When she sat at the window seat, Lydia realized that she had the darning supplies but not the socks, still in her bureau drawer. She closed her eyes. I’ll rest a bit, she thought. Just until the headache goes away.
When she opened her eyes some time later, the day had brightened considerably. Lydia’s headache was gone; she felt more energetic than she’d felt in years. Tossing aside the darning egg, she decided to go outside, maybe to trim the shrubs. Maybe just take a long walk. Her legs tingled with intentions.
But as Lydia pushed herself up from the chair, her eyes were drawn to a flash of white through her open bedroom door. Henry’s left his pajamas on the bed again, she thought with mild irritation. Yet as she walked toward the bedroom, she chided herself for the thought; Henry had been dead for thirty years. What was that on the bed?
She stopped at the door and stared, her heart pounding. There was a long white gown spread out on her quilt. Lydia’s mind raced. Who could have left it there, and when? She looked over her shoulder, half expecting to see an intruder in a ski mask. But that was absurd; surely masked intruders take things. They don’t leave strange garments on a person’s bed. Lydia took a step into the bedroom and peered around. No one was there. She walked to the bed and sat next to the white gown.
For a moment, she was reminded of the dress she’d worn to marry Henry, sixty years ago. There were echoes of that dress in the draping of the neckline, the flare of the sleeves. But when Lydia touched the fabric of this garment, she could tell it was something finer by far than the dress she had sewn herself for seven dollars. It was finer, in fact, than anything she had ever owned.
Lydia was no longer thinking about intruders, no longer wondering who had left the gown for her, or how. She picked up the dress and held it against her bosom, noting the luxurious feel of the fabric, and the exquisite embellishments—silver threads, buttons of pearl. I wonder, she thought. Could I…would this fit me?

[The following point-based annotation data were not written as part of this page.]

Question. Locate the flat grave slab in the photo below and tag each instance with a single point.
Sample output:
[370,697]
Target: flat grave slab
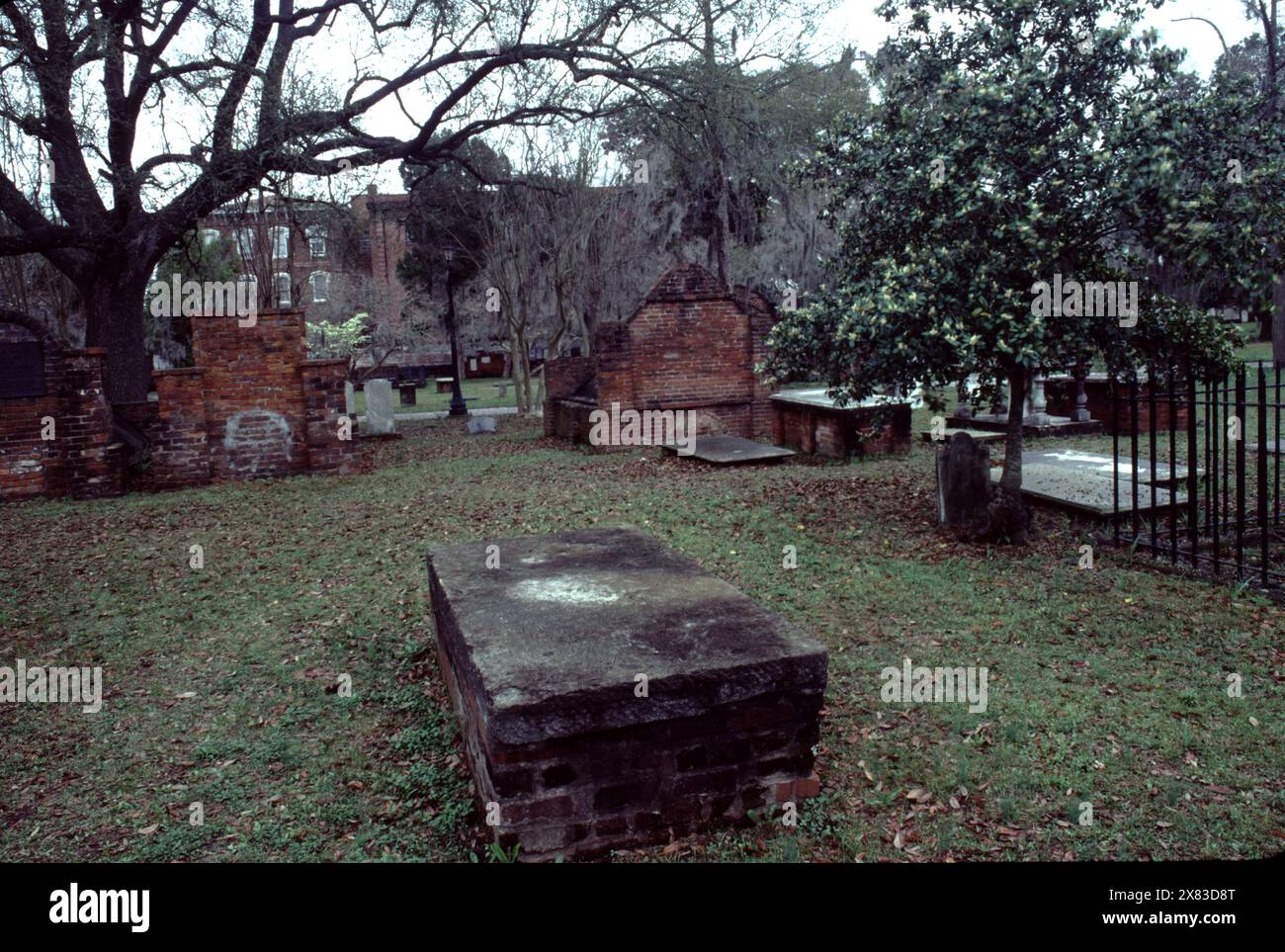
[728,451]
[1086,491]
[1100,464]
[613,693]
[980,436]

She suddenly felt an urgency to wear the gown. Her body had thickened considerably in the decades since she’d married Henry, but she felt that putting on this garment was something she needed to do. The gown would fit her. She shed her housedress and slipped easily into the beautiful garment.

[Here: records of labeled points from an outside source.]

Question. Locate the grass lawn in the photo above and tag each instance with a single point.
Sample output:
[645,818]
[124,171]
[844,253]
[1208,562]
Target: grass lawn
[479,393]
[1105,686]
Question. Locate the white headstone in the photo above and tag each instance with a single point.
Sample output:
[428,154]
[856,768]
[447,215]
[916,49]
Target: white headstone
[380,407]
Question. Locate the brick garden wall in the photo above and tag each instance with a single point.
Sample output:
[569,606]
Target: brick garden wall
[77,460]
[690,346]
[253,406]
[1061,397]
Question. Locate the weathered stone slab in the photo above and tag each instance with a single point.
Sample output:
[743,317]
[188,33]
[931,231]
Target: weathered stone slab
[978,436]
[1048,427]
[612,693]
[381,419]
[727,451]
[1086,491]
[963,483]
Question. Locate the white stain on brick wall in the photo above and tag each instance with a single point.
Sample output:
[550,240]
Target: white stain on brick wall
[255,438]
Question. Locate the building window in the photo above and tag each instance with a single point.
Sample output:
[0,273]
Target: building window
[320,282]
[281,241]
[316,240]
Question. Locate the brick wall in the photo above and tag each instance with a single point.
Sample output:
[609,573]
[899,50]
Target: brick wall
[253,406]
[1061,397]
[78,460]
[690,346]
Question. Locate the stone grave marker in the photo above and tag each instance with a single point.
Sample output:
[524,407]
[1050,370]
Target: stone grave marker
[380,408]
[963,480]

Lydia moved to the full-length mirror inside the closet door. There was a curious sound in the room, gradually loudening—whooshings and clickings, odd beeps and whistles. The noise rested behind her eye where the headache had been, but Lydia swatted the annoying sounds away as she would swat a fly. She was exhilarated. The gown fit her perfectly. Lydia had never felt lovelier; she leaned toward the mirror and smoothed the dress at her shoulders and hips. She laughed and impulsively gave a girlish twirl, pivoting on one foot.
The clickings and beeps returned, but Lydia determined to push the sound away; she wanted to concentrate on the gown and on another sound that had now appeared at the edges of her hearing. Someone was calling her name—someone familiar and beloved. She tore herself away from the mirror and walked toward the voice.
The caller seemed to be outside; Lydia opened the door…
…into another country, where He was waiting for her, holding out His arms with joy. Not Henry, but her True Love, the One who had loved her from her first breath to her last. She ran to Him in her beautiful gown, lighter than air.